Con este doble rasero se incurre en una contradicción manifiesta, ya que la teología cristiana afirma la igualdad de todas las personas cristianas por el bautismo, lo que implica el igual acceso a todos los sacramentos. La práctica de las bendiciones, junto a otras prácticas discriminatorias como la oposición entre clérigos y laicos, el binomio jerarquía y pueblo de Dios y la exclusión de las mujeres de los ministerios ordenados, refuerza todavía más la desigualdad estructural que reina hoy en la Iglesia católica.
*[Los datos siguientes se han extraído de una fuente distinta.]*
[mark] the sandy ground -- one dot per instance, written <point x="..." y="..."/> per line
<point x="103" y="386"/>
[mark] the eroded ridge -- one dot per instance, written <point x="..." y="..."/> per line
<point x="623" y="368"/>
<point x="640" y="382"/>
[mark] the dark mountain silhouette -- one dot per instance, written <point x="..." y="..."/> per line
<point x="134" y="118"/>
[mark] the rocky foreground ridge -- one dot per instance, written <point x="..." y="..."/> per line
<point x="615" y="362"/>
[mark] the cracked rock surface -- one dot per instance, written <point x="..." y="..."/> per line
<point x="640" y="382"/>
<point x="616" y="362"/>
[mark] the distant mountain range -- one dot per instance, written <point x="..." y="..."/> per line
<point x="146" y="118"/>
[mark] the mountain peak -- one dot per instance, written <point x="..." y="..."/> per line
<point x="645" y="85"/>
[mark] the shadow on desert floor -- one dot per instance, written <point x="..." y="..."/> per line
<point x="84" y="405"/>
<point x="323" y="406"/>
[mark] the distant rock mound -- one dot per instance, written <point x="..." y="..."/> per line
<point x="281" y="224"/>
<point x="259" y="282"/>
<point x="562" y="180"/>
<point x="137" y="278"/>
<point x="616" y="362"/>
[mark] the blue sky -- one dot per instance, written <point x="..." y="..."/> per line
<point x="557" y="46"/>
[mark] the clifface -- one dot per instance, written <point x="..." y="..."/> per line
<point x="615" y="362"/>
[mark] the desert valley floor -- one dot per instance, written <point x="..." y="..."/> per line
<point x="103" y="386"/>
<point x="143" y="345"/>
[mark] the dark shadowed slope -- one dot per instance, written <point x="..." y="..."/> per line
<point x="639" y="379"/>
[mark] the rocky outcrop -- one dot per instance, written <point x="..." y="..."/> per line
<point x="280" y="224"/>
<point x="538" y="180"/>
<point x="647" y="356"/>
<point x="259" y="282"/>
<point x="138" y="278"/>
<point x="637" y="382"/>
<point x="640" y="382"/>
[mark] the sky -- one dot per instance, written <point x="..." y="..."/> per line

Otro ejemplo de discriminación de la Declaración es la expresión “parejas en situaciones irregulares” en referencia a las personas divorciadas y vueltas a casar. ¿Con qué criterio se considera irregulares estas parejas, cuando están reconocidas por ley en numerosos países? ¿Con el del Código de Derecho Canónico? Este criterio carece de valor para una ética laica y para una convivencia cívica en una sociedad democrática que reconoce y respeta la pluralidad de modelos de pareja.
Desde un planteamiento estrictamente teológico a partir de una eclesiología comunitaria que reconoce la igualdad de todos sus miembros, la Declaración vaticana sobre “las bendiciones” no supone, en mi opinión, avance alguno en el camino hacia la igualdad y la no discriminación de las cristianas y los cristianos homosexuales y divorciados vueltos a casar en la Iglesia católica. Más bien lo que hace la Declaración es poner limitaciones a las bendiciones para agradar a los sectores católicos negacionistas que, lejos de sentirse satisfechos con dichas limitaciones, en un acto inquisitorial seguirán calificando al Papa de hereje, como lo han hecho los cardenales Mûller y Sarah.
Juan José Tamayo es secretario general de la Asociación de Teólogas y Teólogos Juan XXIII y autor de La compasión en un mundo injusto (Fragmenta, 2023, 2ª edición).